Military surgeons documented Civil War era problems of alcohol and sexually transmitted disease. Statistics they compiled showed that drunkenness spiked just as soldiers entered service, coinciding with their first time away from home, and again at the end of the war, as they celebrated victory. Proximity to cities also correlated with increased alcohol consumption. African American soldiers got drunk less often than their white compatriots; just one in 4,500 required medical attention for alcohol problems, compared to one in 220 for Caucasian soldiers. Venereal disease emerged as a serious health issue during the Civil War.
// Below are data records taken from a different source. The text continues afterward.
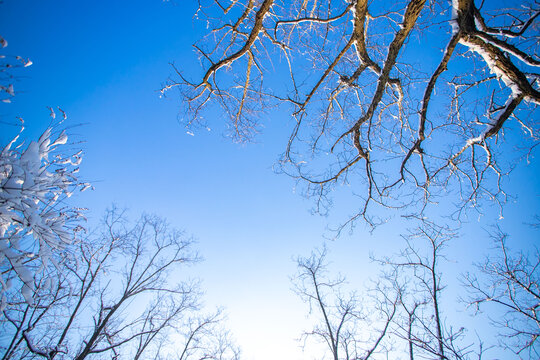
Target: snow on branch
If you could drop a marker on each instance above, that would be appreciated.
(35, 222)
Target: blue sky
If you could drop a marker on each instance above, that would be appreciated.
(103, 63)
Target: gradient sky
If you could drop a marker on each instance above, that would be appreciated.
(103, 62)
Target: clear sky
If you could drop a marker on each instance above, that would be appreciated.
(103, 63)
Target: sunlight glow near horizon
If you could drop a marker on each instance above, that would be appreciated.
(103, 62)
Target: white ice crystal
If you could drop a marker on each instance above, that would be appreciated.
(33, 226)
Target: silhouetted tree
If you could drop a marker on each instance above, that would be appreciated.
(122, 296)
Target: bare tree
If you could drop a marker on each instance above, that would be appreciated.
(508, 283)
(120, 297)
(350, 327)
(370, 107)
(36, 224)
(418, 276)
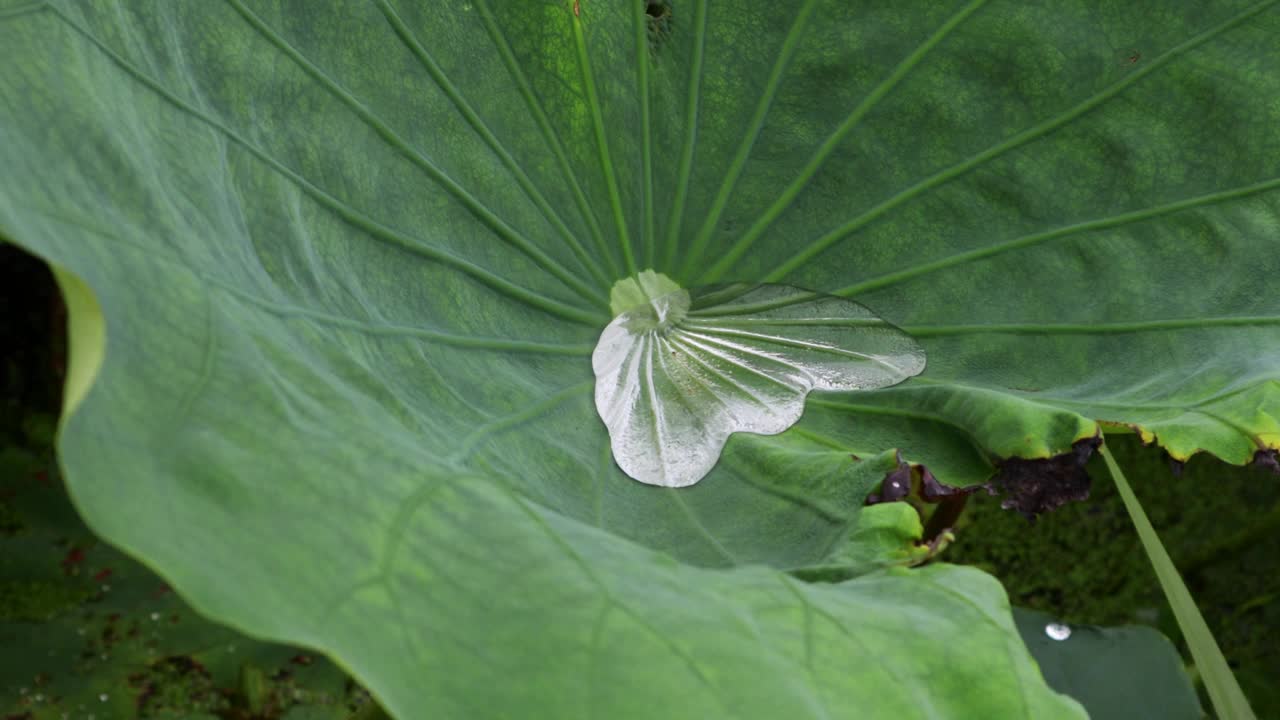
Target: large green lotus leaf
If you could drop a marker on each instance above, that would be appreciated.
(352, 260)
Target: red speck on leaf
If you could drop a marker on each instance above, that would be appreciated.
(71, 563)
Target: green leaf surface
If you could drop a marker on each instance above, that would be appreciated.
(1127, 673)
(352, 261)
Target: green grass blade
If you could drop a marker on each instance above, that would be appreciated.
(1229, 701)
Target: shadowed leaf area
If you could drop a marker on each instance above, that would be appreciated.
(351, 261)
(85, 629)
(1084, 564)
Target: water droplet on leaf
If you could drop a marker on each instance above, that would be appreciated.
(677, 372)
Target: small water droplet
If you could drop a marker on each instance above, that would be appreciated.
(1057, 630)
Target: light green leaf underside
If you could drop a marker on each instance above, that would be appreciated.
(676, 376)
(352, 261)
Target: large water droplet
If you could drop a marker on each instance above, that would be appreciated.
(1057, 630)
(677, 372)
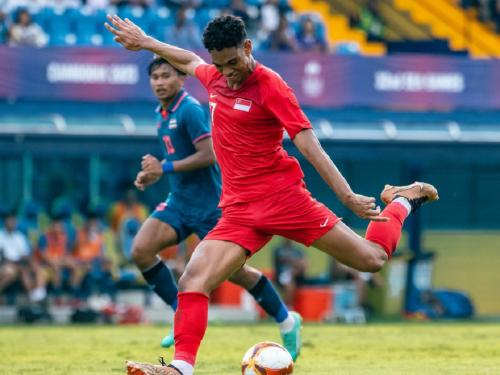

Among Union white troops, the surgeons treated over 73,000 for syphilis and over 109,000 for gonorrhea. Incidence of those diseases among African American soldiers was less than half that of the white troops. In the eyes of military leadership, prostitutes and “camp followers” drove venereal disease to alarming levels, and threatened military readiness.
Soldiers bought contraceptives and sexually explicit material by mail. Thomas Ormsby, for example, sent soldiers a flyer listing such goods in an envelope with patriotic symbols. Ormsby enclosed his card and a list of medical advice books, including Aristotle’s Masterpiece and several works on “reform physiology” by Origin of Life author Frederick Hollick. Far more racy offerings could be found in the accompanying “Private Circular for Gentlemen Only”. This offered “fancy” literature, erotic, and even pornographic pictures, contraceptives (“French safes” or condoms), and “sex toys.” Ormsby’s address appeared nowhere on the Circular, and he promised to send the material anonymously, “in such a manner as to defy detection.” The recipient of these flyers, Corporal James Schelly of the Pennsylvania volunteers, died in combat near Richmond, Virginia on June 30, 1862.